沈欲明在黑暗里停了一下:“食堂有那种小砂锅的排骨汤。”
“那我早上六点四十去排队。”
“你排得到?”
“我跑着去。”
沈欲明没有接话。但他在黑暗里翻了个身,面朝上,手指从被沿下面伸出来,在床沿边缘搭了一下,又收回去了。
对面床的萧知予听到这段对话的时候,把被子往上拉了拉蒙住了半张脸。他闭着眼睛,嘴角是弯着的。上铺的苏承越在黑暗中翻了个身,往下探出一点头,看到萧知予把自己裹得只剩一撮头发露在外面,伸手在床板上轻轻敲了两下:“睡了。”萧知予在被子里闷闷地回了一声:“嗯。”
第二天早上六点四十,食堂卖小砂锅的窗口前面排了七八个人。谢逸兴排在第三个,端着一锅刚出锅的排骨汤走回教室的时候,沈欲明刚刚坐下。保温杯已经放在桌角了,今天的纸条上是两个字的笔画,像是一个还没写全的“热”。
谢逸兴把砂锅放在他面前,盖子掀开白汽涌上来扑在他脸上,沈欲明低头看了一眼汤面上浮着的一层细碎油花和排骨上炖得酥软的肉末,然后抬起头看了谢逸兴一眼。
“你几点起来的?”
“六点二十。”
“那你洗了吗?”
“洗了。”
沈欲明没有再问了。他把砂锅端过来放在面前,拿起勺子舀了一口汤吹了吹喝进嘴里。汤还是烫的,带着骨头的鲜味和姜丝的一点点辣,从喉咙一直暖到了胃里。

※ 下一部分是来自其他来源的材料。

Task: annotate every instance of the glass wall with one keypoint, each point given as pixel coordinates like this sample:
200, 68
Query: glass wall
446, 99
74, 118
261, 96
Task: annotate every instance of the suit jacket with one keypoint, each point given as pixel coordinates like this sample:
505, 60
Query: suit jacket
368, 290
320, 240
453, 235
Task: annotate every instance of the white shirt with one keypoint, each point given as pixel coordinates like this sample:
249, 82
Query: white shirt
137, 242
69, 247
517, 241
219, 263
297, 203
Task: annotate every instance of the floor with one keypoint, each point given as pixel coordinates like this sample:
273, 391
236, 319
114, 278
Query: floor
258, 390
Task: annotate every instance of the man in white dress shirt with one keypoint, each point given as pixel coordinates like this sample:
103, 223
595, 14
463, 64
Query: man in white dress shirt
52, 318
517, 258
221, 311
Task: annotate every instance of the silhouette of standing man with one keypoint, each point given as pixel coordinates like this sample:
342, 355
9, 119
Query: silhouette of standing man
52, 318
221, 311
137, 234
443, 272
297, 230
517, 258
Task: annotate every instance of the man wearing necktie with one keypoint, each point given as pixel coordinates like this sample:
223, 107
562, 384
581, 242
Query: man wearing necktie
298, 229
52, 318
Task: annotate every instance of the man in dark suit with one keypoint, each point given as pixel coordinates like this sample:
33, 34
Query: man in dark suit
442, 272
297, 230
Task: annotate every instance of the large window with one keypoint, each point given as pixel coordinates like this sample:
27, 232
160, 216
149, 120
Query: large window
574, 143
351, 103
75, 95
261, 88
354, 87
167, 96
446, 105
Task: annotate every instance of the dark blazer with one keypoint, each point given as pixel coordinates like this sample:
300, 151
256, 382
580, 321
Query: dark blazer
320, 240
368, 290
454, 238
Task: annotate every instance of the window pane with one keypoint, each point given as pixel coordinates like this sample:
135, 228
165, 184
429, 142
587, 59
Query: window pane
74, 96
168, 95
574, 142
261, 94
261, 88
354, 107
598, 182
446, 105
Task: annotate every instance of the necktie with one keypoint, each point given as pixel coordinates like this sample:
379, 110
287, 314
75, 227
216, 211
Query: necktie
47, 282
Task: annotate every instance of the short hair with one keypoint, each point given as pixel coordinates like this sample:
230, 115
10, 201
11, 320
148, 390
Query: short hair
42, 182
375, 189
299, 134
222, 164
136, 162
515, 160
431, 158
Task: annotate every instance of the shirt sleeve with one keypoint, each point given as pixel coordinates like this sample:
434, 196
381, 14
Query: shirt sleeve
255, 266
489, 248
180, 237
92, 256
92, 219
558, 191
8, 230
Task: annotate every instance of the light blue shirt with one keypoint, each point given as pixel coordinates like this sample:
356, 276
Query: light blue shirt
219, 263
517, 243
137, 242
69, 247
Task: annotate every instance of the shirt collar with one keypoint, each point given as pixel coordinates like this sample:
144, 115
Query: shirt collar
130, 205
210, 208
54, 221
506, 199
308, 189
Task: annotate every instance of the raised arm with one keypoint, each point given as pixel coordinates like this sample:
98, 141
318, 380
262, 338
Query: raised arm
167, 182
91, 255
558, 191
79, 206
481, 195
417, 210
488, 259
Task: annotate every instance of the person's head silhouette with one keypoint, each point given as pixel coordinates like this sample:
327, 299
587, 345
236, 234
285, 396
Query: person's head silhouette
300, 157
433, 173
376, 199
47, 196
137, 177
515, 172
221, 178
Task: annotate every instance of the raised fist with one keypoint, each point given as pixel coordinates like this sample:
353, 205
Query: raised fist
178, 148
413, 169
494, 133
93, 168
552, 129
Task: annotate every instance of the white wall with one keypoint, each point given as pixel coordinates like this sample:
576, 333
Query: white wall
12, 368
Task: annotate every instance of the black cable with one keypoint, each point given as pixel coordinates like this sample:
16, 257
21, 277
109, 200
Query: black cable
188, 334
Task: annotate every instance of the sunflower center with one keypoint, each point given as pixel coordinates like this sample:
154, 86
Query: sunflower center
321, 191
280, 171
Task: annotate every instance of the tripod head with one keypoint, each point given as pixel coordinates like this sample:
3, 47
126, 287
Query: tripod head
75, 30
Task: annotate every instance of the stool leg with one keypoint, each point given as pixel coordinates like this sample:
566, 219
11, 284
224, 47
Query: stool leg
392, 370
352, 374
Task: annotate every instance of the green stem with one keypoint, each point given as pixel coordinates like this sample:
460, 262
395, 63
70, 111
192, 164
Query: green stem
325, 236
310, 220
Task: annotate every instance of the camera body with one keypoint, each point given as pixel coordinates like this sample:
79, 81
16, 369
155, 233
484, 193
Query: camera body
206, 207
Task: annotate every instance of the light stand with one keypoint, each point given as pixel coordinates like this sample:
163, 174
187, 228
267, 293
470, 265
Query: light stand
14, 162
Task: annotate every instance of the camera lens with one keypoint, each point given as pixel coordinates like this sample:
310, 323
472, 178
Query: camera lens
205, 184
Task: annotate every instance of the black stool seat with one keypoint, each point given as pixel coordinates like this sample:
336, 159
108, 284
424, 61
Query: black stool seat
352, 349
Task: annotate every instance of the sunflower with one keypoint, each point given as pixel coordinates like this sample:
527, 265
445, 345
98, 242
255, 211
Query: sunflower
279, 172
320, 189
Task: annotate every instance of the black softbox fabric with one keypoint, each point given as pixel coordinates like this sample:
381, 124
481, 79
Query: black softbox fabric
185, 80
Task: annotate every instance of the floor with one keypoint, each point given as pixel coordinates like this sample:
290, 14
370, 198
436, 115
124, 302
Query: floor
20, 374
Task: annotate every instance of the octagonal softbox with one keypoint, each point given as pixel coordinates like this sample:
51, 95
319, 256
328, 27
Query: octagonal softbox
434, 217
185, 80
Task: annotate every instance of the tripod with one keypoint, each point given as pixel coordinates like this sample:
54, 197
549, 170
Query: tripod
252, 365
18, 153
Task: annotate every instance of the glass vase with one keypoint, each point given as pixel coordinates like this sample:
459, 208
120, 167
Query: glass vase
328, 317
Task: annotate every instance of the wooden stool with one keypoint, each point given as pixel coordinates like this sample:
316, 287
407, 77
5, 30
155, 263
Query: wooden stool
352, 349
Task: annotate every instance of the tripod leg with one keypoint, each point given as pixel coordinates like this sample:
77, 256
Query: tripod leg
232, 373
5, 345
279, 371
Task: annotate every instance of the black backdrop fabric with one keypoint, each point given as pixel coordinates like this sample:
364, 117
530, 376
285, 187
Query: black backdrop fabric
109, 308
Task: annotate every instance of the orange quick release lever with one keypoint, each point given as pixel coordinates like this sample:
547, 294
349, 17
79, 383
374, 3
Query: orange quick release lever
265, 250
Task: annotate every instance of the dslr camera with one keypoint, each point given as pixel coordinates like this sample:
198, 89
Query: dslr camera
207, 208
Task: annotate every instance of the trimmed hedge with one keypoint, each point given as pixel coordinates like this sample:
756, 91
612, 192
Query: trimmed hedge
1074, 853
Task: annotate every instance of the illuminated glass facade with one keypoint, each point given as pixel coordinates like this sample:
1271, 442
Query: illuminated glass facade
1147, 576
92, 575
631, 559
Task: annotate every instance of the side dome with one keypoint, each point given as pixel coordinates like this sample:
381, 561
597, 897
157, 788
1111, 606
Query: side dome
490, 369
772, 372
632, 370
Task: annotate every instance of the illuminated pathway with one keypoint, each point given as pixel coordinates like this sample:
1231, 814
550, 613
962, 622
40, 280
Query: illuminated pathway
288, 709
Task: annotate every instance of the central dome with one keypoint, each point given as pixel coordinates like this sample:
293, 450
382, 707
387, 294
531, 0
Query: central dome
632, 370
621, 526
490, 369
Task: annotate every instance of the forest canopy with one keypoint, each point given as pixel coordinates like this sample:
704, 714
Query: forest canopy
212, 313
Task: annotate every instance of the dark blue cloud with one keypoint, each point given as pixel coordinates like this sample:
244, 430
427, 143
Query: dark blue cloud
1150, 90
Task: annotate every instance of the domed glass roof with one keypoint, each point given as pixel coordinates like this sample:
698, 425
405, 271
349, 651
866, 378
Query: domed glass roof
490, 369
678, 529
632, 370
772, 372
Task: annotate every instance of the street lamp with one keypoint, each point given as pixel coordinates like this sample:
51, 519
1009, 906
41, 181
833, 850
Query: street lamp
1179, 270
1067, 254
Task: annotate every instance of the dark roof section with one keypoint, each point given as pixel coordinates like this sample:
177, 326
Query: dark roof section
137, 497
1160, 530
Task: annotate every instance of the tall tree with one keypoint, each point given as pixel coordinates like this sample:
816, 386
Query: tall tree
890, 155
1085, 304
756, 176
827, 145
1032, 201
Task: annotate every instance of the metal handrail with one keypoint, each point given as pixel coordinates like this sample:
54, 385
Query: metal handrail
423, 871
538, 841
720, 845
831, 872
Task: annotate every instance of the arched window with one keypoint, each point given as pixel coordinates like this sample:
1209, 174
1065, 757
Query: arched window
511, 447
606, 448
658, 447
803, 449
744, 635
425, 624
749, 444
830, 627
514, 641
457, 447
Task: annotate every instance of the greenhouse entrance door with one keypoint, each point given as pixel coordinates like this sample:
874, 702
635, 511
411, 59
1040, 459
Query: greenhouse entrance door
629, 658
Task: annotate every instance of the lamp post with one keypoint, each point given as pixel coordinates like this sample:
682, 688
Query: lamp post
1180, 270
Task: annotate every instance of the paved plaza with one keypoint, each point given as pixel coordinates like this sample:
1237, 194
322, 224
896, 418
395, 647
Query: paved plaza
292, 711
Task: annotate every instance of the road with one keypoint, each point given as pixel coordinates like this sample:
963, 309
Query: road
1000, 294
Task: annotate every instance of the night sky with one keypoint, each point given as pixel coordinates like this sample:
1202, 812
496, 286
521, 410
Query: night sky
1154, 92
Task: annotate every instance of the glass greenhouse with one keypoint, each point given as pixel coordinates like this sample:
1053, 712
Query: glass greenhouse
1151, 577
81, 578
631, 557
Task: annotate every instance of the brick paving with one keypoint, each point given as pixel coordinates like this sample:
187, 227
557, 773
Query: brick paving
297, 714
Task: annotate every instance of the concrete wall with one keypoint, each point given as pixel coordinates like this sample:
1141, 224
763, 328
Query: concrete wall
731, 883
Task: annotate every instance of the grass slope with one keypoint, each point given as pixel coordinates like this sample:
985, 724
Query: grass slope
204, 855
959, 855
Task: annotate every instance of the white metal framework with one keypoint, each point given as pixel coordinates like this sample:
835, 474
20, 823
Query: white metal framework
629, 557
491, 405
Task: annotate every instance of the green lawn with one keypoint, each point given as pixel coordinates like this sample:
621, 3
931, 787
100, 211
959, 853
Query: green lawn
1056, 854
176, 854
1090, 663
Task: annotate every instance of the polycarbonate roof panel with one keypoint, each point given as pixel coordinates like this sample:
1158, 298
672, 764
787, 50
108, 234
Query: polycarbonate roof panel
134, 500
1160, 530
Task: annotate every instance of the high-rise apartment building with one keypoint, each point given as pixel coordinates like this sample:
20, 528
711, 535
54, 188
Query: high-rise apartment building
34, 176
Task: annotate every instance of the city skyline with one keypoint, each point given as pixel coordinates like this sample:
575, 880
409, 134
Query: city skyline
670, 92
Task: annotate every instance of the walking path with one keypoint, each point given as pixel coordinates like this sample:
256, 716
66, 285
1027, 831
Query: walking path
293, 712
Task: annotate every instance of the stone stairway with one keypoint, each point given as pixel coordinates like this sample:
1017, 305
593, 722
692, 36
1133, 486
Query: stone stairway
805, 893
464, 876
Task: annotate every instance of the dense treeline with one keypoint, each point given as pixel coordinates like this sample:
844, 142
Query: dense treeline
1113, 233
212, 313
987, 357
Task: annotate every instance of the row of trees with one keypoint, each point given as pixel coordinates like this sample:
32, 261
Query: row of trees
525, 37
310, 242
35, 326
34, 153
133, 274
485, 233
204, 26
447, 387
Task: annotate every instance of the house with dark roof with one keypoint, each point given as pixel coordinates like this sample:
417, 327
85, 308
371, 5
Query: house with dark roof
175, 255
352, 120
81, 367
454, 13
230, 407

他喝了两口之后把砂锅往对面推了推:“你也喝一口。”谢逸兴看了一眼自己手里那个已经喝了一半的搪瓷杯,又看了一眼沈欲明推过来的砂锅,然后拿起他的勺子舀了一口汤喝下去了。
勺子碰到砂锅边缘发出细小的瓷响,两个人之间隔着两张课桌拼出来的距离,桌面正中间的砂锅冒出白色的热气,像一小团不停生长的东西,在那间被暖气烘得发闷的教室里,把两个人的早晨拢进了一个很小很小的范围里面。
那锅汤沈欲明喝了大半碗,排骨吃了两块,米饭也扒了大半份,吃的也很有食欲。
上午的课他趴在桌上睡了两节,但第三节的时候醒了过来,鼻音比前一天轻了一些,说话的时候声音也不再是哑的了。
谢逸兴坐在教室另一头低头做题,中途抬头看了一眼他的方向——沈欲明正在低头写字,笔尖在纸面上走得比前几天快了一些。谢逸兴收回目光,继续写题了。
下午体育课自由活动的时候,沈欲明去操场走了一圈。谢逸兴也没问他要不要一起走,就这样跟上来了,他走在沈欲明旁边大约一步的距离,两个人的脚步节奏不紧不慢的,谁也没有说话。
风还是凉的,但阳光晒在背上的时候能感觉到一点暖意。沈欲明走了一段之后把外套拉链拉开了,把围巾从脖子上解下来递给了谢逸兴:“这个还你。”
谢逸兴接过来的时候摸到围巾上还有余温,是被人捂了一整个上午之后散不掉的温度。他把围巾挂在自己脖子上,没有绕,就那么搭着,像一条松开的线。
“我好了。”沈欲明说。
“嗯。”
“明天不用买汤了。”
“那后天降温怎么办?”
沈欲明偏头看了他一眼,风把他的头发吹乱了一撮,他伸手按了一下又松开:“那你就再去排队。”
谢逸兴没有说好,也没有说不好。两个人并肩走回了教室。风从操场那边穿过来,把两个的影子在地上拉得又长又细,然后慢慢收拢成两个并肩的、被日光晒暖了的轮廓。那些影子在青灰色的水泥地面上并排铺着,随着风里衣摆的晃动轻轻擦了擦边。